Das Alte Rathaus in Villingen

Adel und Patrizier feiern Party im Alten Rathaus

Postkarten und Kartenblätter, auch aus dem ehemaligen Wiebelt-Verlag der 20 er-Jahre, zeigen die bis 1928 gültige Fassade: eine typisch oberdeutsche Bemalung im historischen Kolorismus, wie ihn der Karlsruher Professor Karl Eydt 1895 hat auftragen lassen.

 Aus heutiger Sicht ist nur schwer vorstellbar, wie sich einst vor Jahrhunderten im ehrwürdigen Ratssaal am Münsterplatz jene geharnischten Männer einfanden, die für Krieg und Frieden in und um Villingen die historischen Darsteller  personifizierten.

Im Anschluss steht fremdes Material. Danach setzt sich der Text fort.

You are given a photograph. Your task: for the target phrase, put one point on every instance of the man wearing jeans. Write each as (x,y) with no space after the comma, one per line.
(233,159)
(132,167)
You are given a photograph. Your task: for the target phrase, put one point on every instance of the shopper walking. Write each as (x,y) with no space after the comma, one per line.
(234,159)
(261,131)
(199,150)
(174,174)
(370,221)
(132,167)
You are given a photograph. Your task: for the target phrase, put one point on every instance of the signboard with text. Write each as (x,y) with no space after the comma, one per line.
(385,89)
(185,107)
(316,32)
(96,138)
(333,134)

Da erscheint 1444 der Landesherr Herzog Albrecht VI. von Österreich und trifft sich in diesem Saale mit Fürsten, Grafen, mit adligen Herren und Vertretern der Städte zu einer „erlauchten Versammlung des süddeutschen Adels“. Ein weiteres Dezenium vergeht, bis derselbe Herzog mit dem gelehrten Villinger Matthäus Hummel die Urkunde verfasst, die Universität Freiburg zu gründen.

Armbrustschützen. Lange Zeit war es Zeit Paul Revellio (1886 – 1966) vorbehalten, die Geschichte des Alten Rathauses zu beschreiben, das  zwischen 1293 und 1306 erbaut worden sein muss, das im 15. Jahrhunderts weiter ausgebaut wurde und für das 1499 erstmals als Ratsstube erwähnt wird. Eine Zeit, in der der beliebte Kaiser Maximilian auch seine Strategie zum verhängnisvollen Schweizerkrieg 1499 plante.

Schriftbeweis gibt es auch über jenes „ehrliche Nachtmahl auf dem Rathaus“ von 1522, das man für die Bruderschaft der Armbrustschützen ausrichtete, wenn dieses wohl auch nicht im Ratssaal stattfand.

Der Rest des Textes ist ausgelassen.